The study demonstrates that genre is the primary factor influencing mobile game adoption, with puzzle and matching titles dominating in North America and East Asia, while card‑casino games lead elsewhere. Within these markets, strategy players—comprising 12–26 % of the player base—exhibit high retention when titles incorporate live events, achievements, and daily rewards. Their spending patterns favor direct purchases over random loot boxes, especially in Japan, and they tolerate rewarded ads only when infrequent and longer. Strategy games also deliver the highest lifetime value, largely through aggressive use of battle passes (present in 92 % of top titles) and character or gear upgrades. Role‑playing games attract players motivated by accomplishment, collection, and social interaction; churn is driven by repetitive gameplay and aggressive monetization. Successful RPGs mitigate this through frequent live events, multiple leveling paths, robust guild systems, and a balanced mix of loot boxes and bulk‑discount options.

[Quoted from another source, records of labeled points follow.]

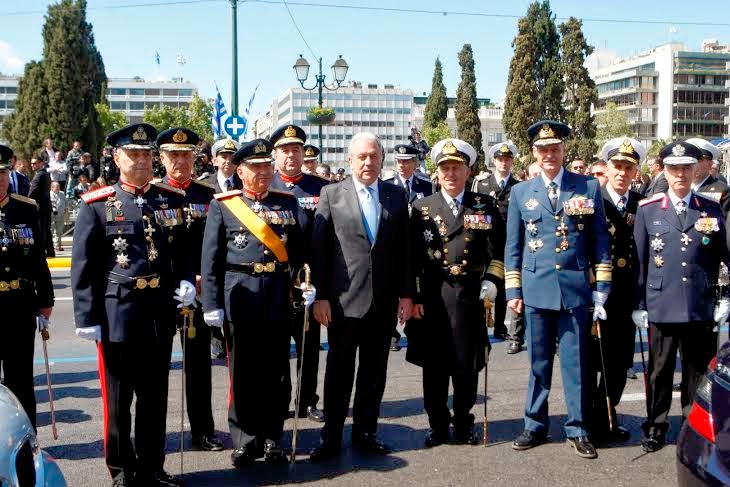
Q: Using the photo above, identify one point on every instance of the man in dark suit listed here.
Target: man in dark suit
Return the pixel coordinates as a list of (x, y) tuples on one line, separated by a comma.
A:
[(498, 186), (416, 185), (40, 191), (362, 268)]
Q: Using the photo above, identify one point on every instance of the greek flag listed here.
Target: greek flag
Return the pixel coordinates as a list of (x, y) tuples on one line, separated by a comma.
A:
[(219, 116)]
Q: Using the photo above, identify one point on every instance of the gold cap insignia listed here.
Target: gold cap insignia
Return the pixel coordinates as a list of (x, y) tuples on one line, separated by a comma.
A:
[(449, 148), (139, 134), (546, 132), (179, 137)]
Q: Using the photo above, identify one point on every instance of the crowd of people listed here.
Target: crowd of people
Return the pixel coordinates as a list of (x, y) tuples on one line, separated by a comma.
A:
[(217, 251)]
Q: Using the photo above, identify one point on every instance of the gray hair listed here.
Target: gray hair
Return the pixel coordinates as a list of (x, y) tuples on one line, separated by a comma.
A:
[(366, 136)]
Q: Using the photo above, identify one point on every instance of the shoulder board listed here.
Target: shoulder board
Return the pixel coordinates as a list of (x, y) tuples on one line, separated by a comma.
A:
[(24, 199), (283, 193), (653, 199), (227, 194), (100, 193), (159, 184)]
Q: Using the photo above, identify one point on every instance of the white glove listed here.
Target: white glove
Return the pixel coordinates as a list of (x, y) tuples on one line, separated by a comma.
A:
[(214, 318), (722, 310), (42, 322), (640, 318), (185, 294), (489, 290), (92, 333), (309, 293)]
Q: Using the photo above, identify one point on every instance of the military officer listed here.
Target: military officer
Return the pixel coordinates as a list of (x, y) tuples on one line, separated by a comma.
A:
[(26, 291), (416, 185), (127, 261), (177, 146), (556, 228), (289, 152), (499, 186), (458, 244), (252, 238), (309, 161), (624, 156), (705, 183), (681, 240)]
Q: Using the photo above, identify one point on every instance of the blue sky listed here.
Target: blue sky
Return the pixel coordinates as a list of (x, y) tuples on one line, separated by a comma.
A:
[(380, 47)]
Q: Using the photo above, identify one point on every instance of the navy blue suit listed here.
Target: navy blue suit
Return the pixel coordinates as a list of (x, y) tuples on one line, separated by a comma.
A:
[(555, 285)]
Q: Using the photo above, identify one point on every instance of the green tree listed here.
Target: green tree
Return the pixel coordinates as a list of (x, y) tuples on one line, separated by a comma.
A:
[(437, 105), (468, 125), (24, 129), (611, 123), (580, 91), (74, 76), (109, 120)]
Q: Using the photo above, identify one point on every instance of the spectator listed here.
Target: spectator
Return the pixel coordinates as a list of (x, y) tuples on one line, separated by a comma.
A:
[(58, 170), (40, 191), (58, 212)]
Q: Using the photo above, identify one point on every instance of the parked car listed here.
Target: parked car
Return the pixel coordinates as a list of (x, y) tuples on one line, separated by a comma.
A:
[(22, 462), (703, 446)]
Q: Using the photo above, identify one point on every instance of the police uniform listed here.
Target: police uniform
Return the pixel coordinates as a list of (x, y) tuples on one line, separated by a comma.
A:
[(680, 244), (127, 259), (452, 255), (417, 187), (618, 334), (198, 386), (25, 288), (306, 189), (550, 250), (500, 190), (251, 242)]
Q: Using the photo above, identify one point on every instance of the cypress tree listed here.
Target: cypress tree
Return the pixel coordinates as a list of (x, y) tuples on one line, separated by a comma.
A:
[(580, 91), (437, 105), (468, 125)]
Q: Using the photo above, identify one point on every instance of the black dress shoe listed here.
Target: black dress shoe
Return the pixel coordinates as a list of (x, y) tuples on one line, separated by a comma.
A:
[(528, 439), (583, 448), (207, 443), (434, 438), (325, 451), (370, 443)]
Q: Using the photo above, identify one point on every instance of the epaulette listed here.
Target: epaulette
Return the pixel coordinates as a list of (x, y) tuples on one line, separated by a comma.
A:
[(159, 184), (100, 193), (24, 199), (227, 194), (654, 198)]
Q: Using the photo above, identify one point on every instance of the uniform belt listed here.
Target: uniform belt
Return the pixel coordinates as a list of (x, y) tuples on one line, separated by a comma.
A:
[(259, 267), (137, 282), (15, 284)]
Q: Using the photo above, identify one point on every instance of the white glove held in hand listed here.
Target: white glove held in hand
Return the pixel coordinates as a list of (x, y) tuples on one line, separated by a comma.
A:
[(489, 290), (640, 318), (91, 333), (185, 294), (308, 294), (214, 318)]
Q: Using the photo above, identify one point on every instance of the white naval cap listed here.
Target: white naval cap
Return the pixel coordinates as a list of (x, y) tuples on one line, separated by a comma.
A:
[(453, 150)]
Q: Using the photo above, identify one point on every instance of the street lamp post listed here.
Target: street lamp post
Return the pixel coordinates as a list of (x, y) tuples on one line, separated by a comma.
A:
[(339, 73)]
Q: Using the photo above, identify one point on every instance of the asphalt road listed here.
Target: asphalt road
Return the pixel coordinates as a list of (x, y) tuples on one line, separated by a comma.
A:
[(403, 424)]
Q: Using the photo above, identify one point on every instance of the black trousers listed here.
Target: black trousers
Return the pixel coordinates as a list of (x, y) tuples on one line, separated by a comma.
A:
[(16, 356), (371, 334), (126, 370), (198, 387), (697, 344), (436, 396)]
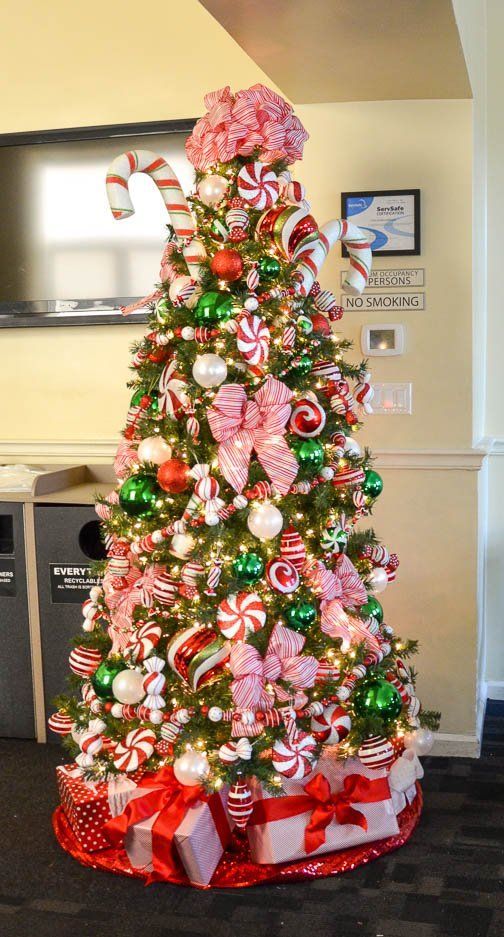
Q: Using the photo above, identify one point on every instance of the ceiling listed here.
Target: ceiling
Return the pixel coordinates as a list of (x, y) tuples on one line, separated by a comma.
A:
[(342, 50)]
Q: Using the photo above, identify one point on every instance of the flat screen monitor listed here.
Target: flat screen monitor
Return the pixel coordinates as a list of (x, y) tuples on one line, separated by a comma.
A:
[(63, 257)]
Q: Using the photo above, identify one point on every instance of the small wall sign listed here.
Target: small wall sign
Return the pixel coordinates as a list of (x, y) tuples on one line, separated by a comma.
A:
[(392, 219), (383, 301), (385, 279), (70, 583)]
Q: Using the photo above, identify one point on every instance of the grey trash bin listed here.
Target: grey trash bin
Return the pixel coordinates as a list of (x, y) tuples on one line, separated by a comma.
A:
[(16, 692)]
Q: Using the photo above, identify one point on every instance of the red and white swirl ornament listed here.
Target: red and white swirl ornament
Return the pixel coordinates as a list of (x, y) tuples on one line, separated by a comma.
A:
[(136, 748), (240, 615), (282, 576), (258, 185), (253, 339), (332, 725), (295, 759)]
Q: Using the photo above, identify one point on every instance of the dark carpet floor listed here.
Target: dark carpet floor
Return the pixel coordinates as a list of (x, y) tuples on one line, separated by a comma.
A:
[(446, 882)]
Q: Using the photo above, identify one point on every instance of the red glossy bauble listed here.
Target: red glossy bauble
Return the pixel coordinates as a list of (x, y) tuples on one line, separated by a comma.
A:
[(173, 476), (321, 325), (227, 264)]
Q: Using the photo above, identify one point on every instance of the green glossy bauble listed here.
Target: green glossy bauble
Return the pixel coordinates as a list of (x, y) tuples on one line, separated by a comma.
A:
[(372, 485), (104, 677), (214, 306), (372, 609), (300, 615), (138, 495), (309, 453), (248, 568), (268, 268), (377, 697)]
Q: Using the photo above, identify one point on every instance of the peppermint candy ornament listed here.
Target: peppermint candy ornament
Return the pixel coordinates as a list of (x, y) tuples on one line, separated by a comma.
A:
[(295, 759), (282, 576), (241, 614), (240, 804), (332, 725), (292, 547), (253, 339), (307, 419), (143, 641), (258, 185), (136, 748)]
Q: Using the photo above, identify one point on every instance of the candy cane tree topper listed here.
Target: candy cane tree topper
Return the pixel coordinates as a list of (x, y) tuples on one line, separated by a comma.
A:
[(311, 259), (169, 186)]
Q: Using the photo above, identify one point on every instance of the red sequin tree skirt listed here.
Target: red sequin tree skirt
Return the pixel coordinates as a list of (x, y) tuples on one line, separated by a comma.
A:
[(236, 870)]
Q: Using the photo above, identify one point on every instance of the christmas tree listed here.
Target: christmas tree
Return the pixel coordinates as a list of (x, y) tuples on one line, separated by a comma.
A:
[(237, 633)]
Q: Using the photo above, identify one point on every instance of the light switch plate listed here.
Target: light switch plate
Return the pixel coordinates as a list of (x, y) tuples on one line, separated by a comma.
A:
[(393, 398)]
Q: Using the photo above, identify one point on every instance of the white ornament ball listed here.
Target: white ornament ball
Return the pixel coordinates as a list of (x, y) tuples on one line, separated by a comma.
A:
[(421, 741), (154, 449), (127, 687), (182, 545), (212, 189), (191, 768), (209, 370), (265, 521), (378, 580)]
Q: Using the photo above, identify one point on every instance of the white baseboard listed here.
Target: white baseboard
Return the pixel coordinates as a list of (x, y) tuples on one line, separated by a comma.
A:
[(495, 689)]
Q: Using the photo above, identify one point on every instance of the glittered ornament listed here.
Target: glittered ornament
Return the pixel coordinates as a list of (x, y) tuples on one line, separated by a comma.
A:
[(300, 615), (227, 264), (372, 485), (372, 609), (377, 697), (138, 495), (248, 568), (307, 419), (309, 454), (104, 677), (213, 306), (268, 268), (173, 476)]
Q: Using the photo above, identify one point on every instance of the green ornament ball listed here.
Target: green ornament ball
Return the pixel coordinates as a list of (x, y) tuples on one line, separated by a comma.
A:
[(268, 268), (138, 495), (104, 676), (309, 454), (300, 615), (377, 697), (372, 609), (372, 485), (248, 568), (213, 306)]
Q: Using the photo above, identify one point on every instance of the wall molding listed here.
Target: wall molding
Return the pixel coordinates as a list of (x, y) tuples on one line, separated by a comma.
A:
[(86, 450)]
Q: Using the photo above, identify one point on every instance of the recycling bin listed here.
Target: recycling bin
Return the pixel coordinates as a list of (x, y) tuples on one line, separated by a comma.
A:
[(16, 692)]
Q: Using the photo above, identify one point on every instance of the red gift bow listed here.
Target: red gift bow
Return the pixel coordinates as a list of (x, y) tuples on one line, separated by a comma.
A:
[(282, 660), (325, 806), (172, 800), (240, 425)]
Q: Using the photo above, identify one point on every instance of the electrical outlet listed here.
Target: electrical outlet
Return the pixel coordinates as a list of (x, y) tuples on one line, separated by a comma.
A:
[(392, 398)]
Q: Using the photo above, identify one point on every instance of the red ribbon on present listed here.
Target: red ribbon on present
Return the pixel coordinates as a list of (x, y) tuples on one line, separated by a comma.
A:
[(241, 425), (326, 807), (172, 800)]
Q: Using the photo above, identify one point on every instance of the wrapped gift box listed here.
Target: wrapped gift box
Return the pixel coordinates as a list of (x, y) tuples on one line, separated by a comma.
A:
[(88, 805), (277, 833), (200, 839)]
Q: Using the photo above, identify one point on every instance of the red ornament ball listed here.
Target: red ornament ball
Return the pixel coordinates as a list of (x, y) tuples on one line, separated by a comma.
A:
[(173, 476), (227, 264)]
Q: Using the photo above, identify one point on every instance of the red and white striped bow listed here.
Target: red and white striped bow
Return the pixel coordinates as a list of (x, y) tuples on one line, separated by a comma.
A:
[(173, 399), (241, 425), (283, 661)]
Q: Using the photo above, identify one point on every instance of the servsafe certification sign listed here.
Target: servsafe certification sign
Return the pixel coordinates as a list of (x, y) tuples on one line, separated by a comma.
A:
[(70, 583), (392, 219)]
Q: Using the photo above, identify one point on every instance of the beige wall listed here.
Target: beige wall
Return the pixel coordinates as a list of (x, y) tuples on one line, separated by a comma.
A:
[(71, 381)]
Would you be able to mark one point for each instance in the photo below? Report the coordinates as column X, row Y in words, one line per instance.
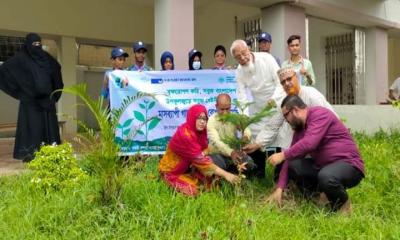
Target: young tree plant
column 242, row 121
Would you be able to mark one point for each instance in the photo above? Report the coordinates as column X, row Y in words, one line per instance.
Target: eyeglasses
column 287, row 113
column 202, row 118
column 288, row 79
column 242, row 54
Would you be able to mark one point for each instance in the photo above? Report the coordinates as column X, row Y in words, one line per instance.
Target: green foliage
column 100, row 152
column 151, row 210
column 55, row 168
column 242, row 121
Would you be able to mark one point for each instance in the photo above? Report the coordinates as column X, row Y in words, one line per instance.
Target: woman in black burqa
column 31, row 76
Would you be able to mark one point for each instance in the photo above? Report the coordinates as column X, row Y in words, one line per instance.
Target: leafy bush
column 55, row 168
column 100, row 152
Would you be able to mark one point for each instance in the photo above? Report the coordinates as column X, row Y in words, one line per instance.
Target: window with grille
column 10, row 45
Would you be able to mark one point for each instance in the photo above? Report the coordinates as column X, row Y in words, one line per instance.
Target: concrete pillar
column 67, row 105
column 376, row 65
column 281, row 21
column 174, row 30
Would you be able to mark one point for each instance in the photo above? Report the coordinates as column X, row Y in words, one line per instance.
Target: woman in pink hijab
column 185, row 164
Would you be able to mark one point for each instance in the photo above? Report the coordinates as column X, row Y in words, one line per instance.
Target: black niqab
column 36, row 52
column 31, row 76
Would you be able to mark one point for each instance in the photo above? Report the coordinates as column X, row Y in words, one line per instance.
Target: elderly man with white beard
column 257, row 75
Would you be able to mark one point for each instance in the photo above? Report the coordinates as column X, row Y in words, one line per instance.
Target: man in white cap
column 257, row 75
column 140, row 50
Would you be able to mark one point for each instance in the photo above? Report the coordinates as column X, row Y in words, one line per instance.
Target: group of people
column 305, row 140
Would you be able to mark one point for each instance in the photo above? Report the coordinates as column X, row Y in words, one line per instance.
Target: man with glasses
column 301, row 65
column 221, row 153
column 311, row 96
column 257, row 75
column 323, row 157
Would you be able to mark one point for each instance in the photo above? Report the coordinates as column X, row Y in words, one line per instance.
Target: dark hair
column 293, row 37
column 291, row 101
column 220, row 48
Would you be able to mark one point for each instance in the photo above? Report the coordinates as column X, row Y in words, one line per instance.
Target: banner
column 147, row 124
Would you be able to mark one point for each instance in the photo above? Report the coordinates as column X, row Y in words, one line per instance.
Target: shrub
column 55, row 168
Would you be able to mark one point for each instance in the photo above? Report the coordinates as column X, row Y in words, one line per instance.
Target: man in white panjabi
column 257, row 76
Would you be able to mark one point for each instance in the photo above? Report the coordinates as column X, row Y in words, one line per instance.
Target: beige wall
column 393, row 59
column 214, row 24
column 117, row 20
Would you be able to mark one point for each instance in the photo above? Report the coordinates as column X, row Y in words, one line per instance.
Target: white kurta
column 263, row 86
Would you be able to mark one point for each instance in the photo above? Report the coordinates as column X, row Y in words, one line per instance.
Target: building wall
column 117, row 20
column 318, row 31
column 387, row 9
column 214, row 24
column 393, row 59
column 369, row 118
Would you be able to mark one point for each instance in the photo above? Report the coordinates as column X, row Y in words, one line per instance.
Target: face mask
column 196, row 65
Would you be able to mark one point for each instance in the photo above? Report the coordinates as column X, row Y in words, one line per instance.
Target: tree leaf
column 151, row 105
column 139, row 116
column 140, row 132
column 154, row 122
column 127, row 122
column 126, row 132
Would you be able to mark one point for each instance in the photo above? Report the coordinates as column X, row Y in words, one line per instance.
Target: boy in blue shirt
column 140, row 50
column 118, row 58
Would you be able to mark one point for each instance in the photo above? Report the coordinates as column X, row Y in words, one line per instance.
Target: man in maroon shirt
column 323, row 157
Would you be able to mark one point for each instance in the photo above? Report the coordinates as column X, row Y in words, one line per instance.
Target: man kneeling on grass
column 334, row 163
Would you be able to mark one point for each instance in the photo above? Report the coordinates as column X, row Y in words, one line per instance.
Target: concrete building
column 354, row 45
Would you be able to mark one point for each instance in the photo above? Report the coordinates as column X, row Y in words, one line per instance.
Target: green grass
column 152, row 211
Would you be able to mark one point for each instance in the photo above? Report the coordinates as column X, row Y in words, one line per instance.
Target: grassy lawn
column 151, row 210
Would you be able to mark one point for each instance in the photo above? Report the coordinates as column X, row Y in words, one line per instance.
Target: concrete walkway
column 9, row 165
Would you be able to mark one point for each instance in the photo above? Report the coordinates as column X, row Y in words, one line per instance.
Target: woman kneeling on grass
column 185, row 165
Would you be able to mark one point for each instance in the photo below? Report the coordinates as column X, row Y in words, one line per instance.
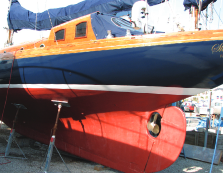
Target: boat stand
column 7, row 150
column 52, row 140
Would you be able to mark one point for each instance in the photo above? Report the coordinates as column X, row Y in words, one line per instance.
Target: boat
column 119, row 83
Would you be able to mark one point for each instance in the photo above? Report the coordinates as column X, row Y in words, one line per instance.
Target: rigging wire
column 219, row 13
column 218, row 16
column 36, row 21
column 51, row 24
column 6, row 98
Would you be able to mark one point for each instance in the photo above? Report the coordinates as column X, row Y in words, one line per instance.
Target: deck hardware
column 109, row 34
column 128, row 33
column 59, row 104
column 42, row 45
column 7, row 150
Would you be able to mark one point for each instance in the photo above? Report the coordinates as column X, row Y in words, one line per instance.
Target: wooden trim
column 58, row 31
column 86, row 30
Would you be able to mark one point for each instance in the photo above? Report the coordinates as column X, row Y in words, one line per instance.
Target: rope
column 8, row 161
column 36, row 22
column 52, row 26
column 218, row 16
column 7, row 91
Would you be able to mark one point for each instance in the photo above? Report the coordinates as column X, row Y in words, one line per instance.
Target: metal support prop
column 7, row 150
column 53, row 138
column 216, row 142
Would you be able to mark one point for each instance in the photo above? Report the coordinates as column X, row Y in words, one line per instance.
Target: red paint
column 109, row 128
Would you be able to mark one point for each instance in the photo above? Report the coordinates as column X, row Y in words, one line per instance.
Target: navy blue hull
column 181, row 65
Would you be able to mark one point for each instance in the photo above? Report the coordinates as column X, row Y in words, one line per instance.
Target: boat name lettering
column 217, row 48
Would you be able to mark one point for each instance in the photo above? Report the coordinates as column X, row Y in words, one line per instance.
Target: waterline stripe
column 114, row 88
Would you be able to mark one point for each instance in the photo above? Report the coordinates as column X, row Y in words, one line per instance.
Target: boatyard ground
column 35, row 152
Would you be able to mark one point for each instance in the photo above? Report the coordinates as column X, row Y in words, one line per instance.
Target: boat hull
column 112, row 96
column 109, row 128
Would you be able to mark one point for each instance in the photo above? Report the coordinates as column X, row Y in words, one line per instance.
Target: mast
column 10, row 32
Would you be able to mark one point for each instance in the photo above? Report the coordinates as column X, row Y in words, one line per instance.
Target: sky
column 159, row 15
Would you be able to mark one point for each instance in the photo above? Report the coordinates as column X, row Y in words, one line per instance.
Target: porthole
column 154, row 124
column 42, row 45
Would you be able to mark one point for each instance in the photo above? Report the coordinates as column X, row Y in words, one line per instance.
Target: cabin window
column 59, row 35
column 81, row 30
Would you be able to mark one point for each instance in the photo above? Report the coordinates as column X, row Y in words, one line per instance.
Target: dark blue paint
column 183, row 65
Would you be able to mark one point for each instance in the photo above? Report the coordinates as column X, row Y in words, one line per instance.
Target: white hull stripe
column 114, row 88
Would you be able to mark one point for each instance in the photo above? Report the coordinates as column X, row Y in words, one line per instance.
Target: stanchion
column 52, row 140
column 216, row 142
column 7, row 150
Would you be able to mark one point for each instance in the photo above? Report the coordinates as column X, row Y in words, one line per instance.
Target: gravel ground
column 36, row 155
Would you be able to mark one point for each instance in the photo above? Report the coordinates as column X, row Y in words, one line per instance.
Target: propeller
column 152, row 126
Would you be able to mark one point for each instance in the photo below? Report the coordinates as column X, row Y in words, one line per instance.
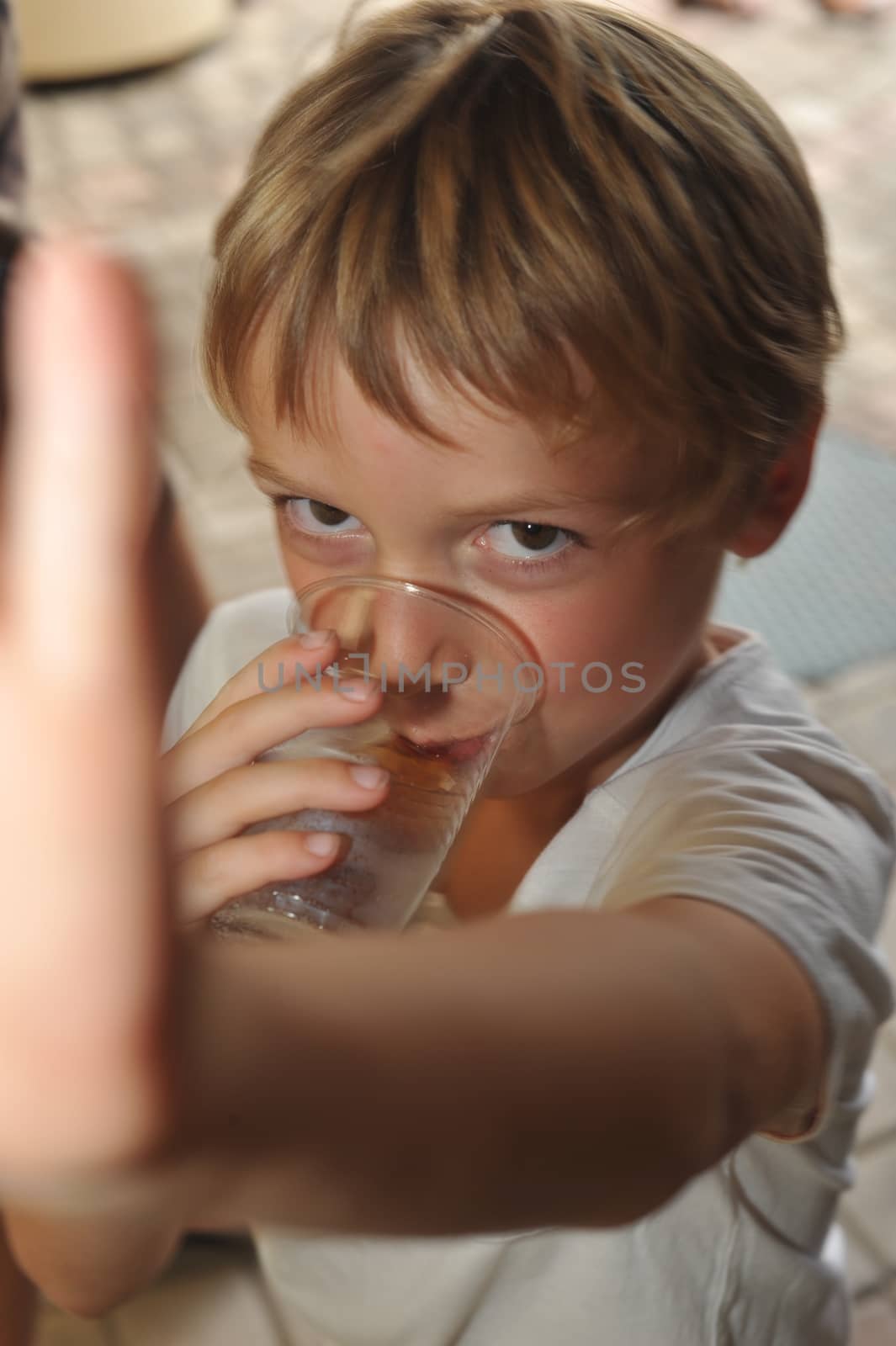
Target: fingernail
column 368, row 776
column 321, row 843
column 357, row 691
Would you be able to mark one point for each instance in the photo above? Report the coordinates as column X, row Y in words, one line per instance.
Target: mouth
column 453, row 750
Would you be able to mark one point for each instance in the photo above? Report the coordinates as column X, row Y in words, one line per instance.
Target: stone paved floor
column 144, row 162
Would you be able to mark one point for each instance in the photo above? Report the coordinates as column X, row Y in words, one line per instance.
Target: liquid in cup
column 399, row 847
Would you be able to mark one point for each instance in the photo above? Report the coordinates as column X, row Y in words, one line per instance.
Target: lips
column 455, row 750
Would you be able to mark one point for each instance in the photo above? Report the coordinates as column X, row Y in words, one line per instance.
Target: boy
column 624, row 1115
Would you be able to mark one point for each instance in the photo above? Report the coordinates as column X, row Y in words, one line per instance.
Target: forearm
column 557, row 1069
column 87, row 1264
column 18, row 1298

Monetization sensitivity varies regionally: U.S. players accept rewarded videos when they provide tangible benefits, whereas Korean and Japanese audiences are more tolerant of longer, character‑centric ads. Puzzle players skew female (≈70 %) and older (≈60 % aged 35+), favoring short solo sessions for stress relief. Retention gaps stem from boredom and slow progress; top performers address this with live events, diverse level goals, and event currencies. While community engagement is low overall, a majority welcome developer communication and leaderboard features. Hyper‑casual audiences similarly value frequent updates, social cues, and ad‑friendly monetization that avoids pay‑to‑win perceptions. Across all genres, the analysis identifies key mechanics—battle passes, VIP tiers, guilds, live‑event currencies, and ladder systems—that create recurring revenue streams and community retention. Combining season‑based progression with social collaboration and limited‑time rewards maximizes player lifetime value and monetization potential.